Lycopodine also stimulates the peristaltic movements of the intestine and the contraction of the uterus.
The aerial parts also contain acid derivatives and flavonoids.
A plant extract with methanol showed strong prolyl-endopeptidase inhibiting activity and is expected to have activity against memory loss.
A decoction prepared from the plant is analgesic, antirheumatic, carminative, mildly diuretic, stomachic and tonic.
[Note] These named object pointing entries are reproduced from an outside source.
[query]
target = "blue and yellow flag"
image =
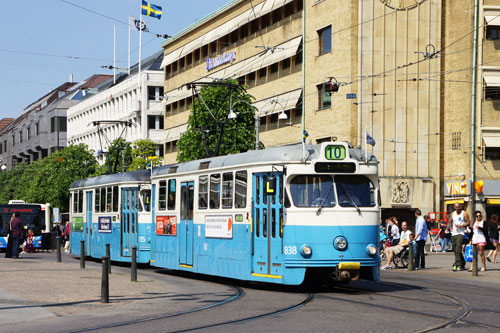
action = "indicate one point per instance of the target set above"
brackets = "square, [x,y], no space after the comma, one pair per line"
[151,10]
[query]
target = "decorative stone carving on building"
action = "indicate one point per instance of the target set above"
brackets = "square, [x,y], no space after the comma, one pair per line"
[400,192]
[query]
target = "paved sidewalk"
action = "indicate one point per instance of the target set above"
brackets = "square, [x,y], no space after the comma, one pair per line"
[441,264]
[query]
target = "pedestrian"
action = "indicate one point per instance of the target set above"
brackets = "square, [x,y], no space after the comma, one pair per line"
[17,234]
[493,233]
[479,237]
[421,239]
[459,221]
[10,241]
[444,237]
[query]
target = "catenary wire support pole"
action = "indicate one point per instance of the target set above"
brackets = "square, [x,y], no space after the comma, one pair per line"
[133,270]
[410,256]
[105,280]
[82,254]
[58,248]
[108,254]
[474,260]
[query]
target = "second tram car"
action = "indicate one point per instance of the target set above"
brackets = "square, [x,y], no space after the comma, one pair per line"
[112,209]
[267,215]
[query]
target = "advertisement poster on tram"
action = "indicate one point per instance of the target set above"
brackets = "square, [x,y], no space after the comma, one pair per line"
[104,224]
[219,226]
[166,225]
[77,223]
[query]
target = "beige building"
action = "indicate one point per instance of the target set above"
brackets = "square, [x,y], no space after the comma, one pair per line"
[405,72]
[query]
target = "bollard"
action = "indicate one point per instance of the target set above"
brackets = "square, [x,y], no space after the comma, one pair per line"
[410,257]
[474,260]
[58,247]
[108,254]
[105,281]
[82,254]
[133,271]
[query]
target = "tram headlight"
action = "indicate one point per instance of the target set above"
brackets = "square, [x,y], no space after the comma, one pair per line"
[306,251]
[340,243]
[371,250]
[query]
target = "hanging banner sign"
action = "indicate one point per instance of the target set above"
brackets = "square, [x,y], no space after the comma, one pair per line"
[220,60]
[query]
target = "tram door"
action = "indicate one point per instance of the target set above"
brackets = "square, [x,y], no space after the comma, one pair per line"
[88,227]
[186,232]
[267,226]
[129,220]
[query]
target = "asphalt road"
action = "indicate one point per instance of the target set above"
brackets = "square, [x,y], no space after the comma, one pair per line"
[435,299]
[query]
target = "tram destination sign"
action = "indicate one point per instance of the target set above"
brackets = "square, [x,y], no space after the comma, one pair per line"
[335,152]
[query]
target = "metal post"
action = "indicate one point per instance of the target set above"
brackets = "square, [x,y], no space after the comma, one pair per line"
[410,257]
[108,254]
[474,260]
[58,247]
[82,254]
[105,281]
[133,271]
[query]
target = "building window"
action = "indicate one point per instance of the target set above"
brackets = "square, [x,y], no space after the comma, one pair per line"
[492,153]
[492,32]
[456,140]
[325,40]
[57,124]
[324,98]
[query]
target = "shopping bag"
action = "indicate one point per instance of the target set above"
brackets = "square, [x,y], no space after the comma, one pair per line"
[468,253]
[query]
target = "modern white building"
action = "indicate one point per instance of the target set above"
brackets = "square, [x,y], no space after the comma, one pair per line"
[135,98]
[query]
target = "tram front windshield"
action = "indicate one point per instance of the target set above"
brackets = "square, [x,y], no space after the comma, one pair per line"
[327,191]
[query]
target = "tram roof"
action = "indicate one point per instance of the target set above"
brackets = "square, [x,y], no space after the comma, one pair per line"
[124,177]
[289,153]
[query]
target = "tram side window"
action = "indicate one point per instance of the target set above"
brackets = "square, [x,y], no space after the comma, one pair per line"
[312,191]
[240,195]
[171,194]
[97,203]
[109,199]
[115,198]
[103,199]
[355,191]
[80,201]
[202,192]
[162,195]
[215,191]
[227,190]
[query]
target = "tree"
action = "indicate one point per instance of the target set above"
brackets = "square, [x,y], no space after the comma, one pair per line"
[209,118]
[142,150]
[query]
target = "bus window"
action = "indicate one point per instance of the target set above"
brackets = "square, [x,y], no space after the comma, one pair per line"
[162,195]
[215,191]
[171,194]
[103,199]
[355,191]
[97,200]
[115,198]
[240,195]
[227,190]
[80,201]
[312,191]
[202,192]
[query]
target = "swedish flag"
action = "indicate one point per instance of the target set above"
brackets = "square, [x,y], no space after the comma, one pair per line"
[151,10]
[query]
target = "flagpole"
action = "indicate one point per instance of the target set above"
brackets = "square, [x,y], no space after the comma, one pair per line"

This is used internally in the treatment of urinary and kidney disorders, rheumatic arthritis, catarrhal cystitis, gastritis, dysentery, malaria etc.
In folk medicine, the whole plant is chewed to induce vomiting after food poisoning or acute stomach pain.
The sun-dried and pulverized leaves are mixed with plantain and milk, and the mixture is given in small doses to children to treat diarrhea and dysentery.
It is applied externally to skin diseases, wounds, ulcers and irritations.
The whole plant is grilled with sugar cane and banana peels and applied to chapped lips to promote healing.
A homeopathic remedy is constituted by the spores; has a wide range of applications including dry cough, mumps and rheumatic pains.
The plant is one of the ingredients of a remedy to relieve jet lag.
Among other uses it is reported that the spores are water repellent and can be used as a dusting powder to prevent things from sticking together.
They are also used as talc and to season molds in iron foundries.
The plant can be used as a dye mordant and to repel insects.
Finally the stems are transformed into mats.

Preparation Method –
Club moss can be harvested all year round and used fresh or dried.
The spores are harvested when ripe in late summer.
Decoctions and countless other uses can be prepared as described above.

Guido Bissanti

Sources
– Acta Plantarum – Flora of the Italian Regions.
– Wikipedia, the free encyclopedia.
– Useful Tropical Plants Database.
– Conti F., Abbate G., Alessandrini A., Blasi C. (ed.), 2005. An annotated checklist of the Italian vascular flora, Palombi Editore.
– Pignatti S., 1982. Flora of Italy, Edagricole, Bologna.
– Treben M., 2000. Health from the Lord’s Pharmacy, Advice and experiences with medicinal herbs, Ennsthaler Editore.

Warning: Pharmaceutical applications and alimurgical uses are indicated for informational purposes only, they do not represent in any way a medical prescription; therefore no responsibility is taken for their use for curative, aesthetic or food purposes.